A história cantada, narra à desventura de um vaqueiro do Norte de Minas que decidiu se aventurar em um rodeio, que teria ocorrido pelas bandas do Triângulo Mineiro, deixando a noiva com promessa de breve regresso e juras de amor.

O disco viabilizou a participação de inúmeros cantores e instrumentistas, Mãe Helena, Adelaine Ribeiro, Xangai, Chico Lobo, Johnny Hermo, Márcio Britto, Tony Ribas, Mestre Linguinha, Babilak Bah, Djalma Januário, Black Pio, Tom Nascimento, Coroné, Eric Duart, Andreia Ribeiro, Anderson Algusto, Guiu Medeiros, Maurício Duarte, Gibram Muller, Demonsthenes Junior e Suely Silva, além da participação especial de Betinho Macedo, ex-baixista da “Banda A Cor do Som”.

Gravado no Estúdio Abre Alas, em Santa Luzia, com mixagem de Dalton Palmieri e maxterizado na Master Disc, o cd recebeu uma atenção especial em relação ao seu encarte, com Ilustração do artista plástico Wilton Vinicius e fotografias do amigo e músico Juca Filho, ex-Boca Livre, e retratos de Seu Ribeiro feitos pela sua própria filha, Cecília Ribeiro, de oito anos!

terça-feira, 30 de novembro de 2010

O cantador SEU RIBEIRO

Tendo iniciado sua carreira em 1999, quando foi convidado para participar de um evento no centro cultural Lagoa do Nado, Seu Ribeiro passou a ser considerado pela crítica mineira uma das grandes revelações da música regional contemporânea. Tal reconhecimento foi confirmado pela crescente acolhida do público, e levou-o a ser convidado para entrevistas em programas de TV como Globo Horizonte (REDE GLOBO), Sr Brasil (TV CULTURA), Arrumação (REDE MINAS), Viola Brasil (TV HORIZONTE) etc.

Seu Ribeiro em sua cidade, Santa Luzia-MG:

Em 2002, já se destacando no cenário musical, recebeu honrosa benção do padrinho e cantador Elomar Figueira Mello, e se apresentou com ele em BH e pelo Brasil afora. Desde então, com a carreira de músico consolidada, participou de inúmeros festivais e eventos por todo o Brasil, dentre eles o II Encontro Nacional de Violeiros em Ribeirão Preto/SP (2004) e o II FESTIVELHAS, realizado em Jequitibá/MG (2008).

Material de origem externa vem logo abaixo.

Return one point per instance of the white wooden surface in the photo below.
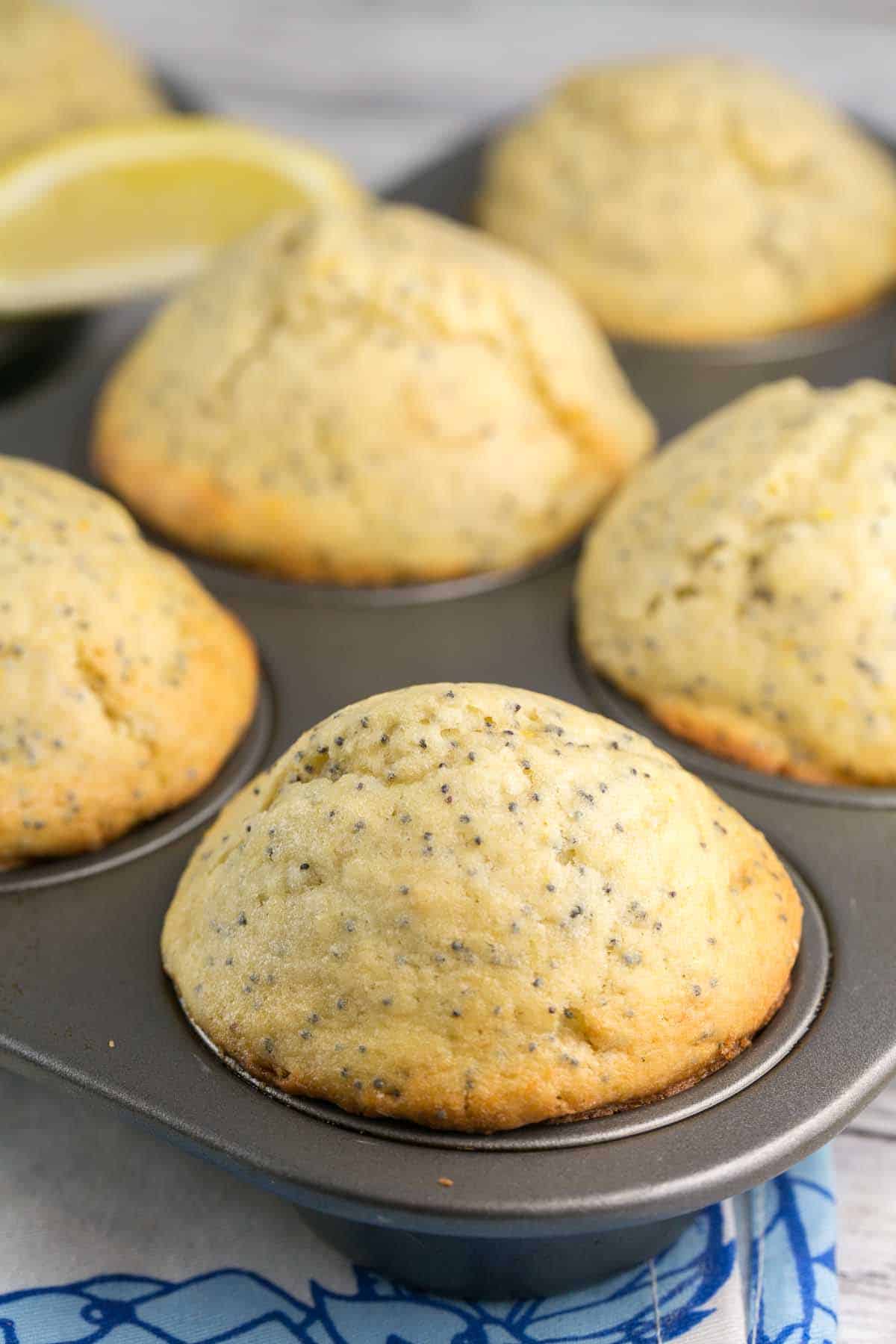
(386, 82)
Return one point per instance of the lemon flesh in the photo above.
(117, 211)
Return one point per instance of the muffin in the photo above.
(124, 685)
(476, 907)
(696, 199)
(60, 73)
(370, 396)
(743, 586)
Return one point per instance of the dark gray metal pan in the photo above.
(527, 1213)
(682, 383)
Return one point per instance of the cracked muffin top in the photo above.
(476, 907)
(696, 199)
(124, 685)
(60, 73)
(743, 586)
(370, 396)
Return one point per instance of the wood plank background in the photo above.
(388, 82)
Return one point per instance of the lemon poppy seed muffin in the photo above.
(743, 586)
(124, 685)
(60, 73)
(696, 199)
(370, 396)
(476, 907)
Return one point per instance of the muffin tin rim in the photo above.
(839, 332)
(768, 1051)
(609, 699)
(243, 762)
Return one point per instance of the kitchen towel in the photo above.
(109, 1234)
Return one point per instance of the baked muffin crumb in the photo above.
(124, 685)
(583, 927)
(696, 199)
(743, 585)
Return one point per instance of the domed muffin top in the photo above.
(696, 199)
(743, 586)
(122, 683)
(370, 396)
(60, 73)
(474, 907)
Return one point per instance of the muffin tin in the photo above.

Mineiro de Belo Horizonte, Seu Ribeiro descende de uma família de músicos. Sua trajetória é marcada pela generosidade daqueles que fazem da arte de cantar mais que um simples meio de vida: ela é, sobretudo, um estandarte em defesa dos valores e princípios inerentes à identidade cultural do povo brasileiro.

Neto de congadeiros, Seu Ribeiro herdou o legado da folia de terreiro e, também, o tino natural dos Poetas Estradeiros que decantam a Sabedoria Popular, buscando fragmentos da memória ancestral registrada na oralidade de seu povo. É com essa consciência, que esse menestrel mineiro vem se doando ao Ministério da Cantoria de Cabeceira, onde decanta as coisas de seu viver, tributando, em cada verso, a tradição e devoção do caboclo sobre a terra.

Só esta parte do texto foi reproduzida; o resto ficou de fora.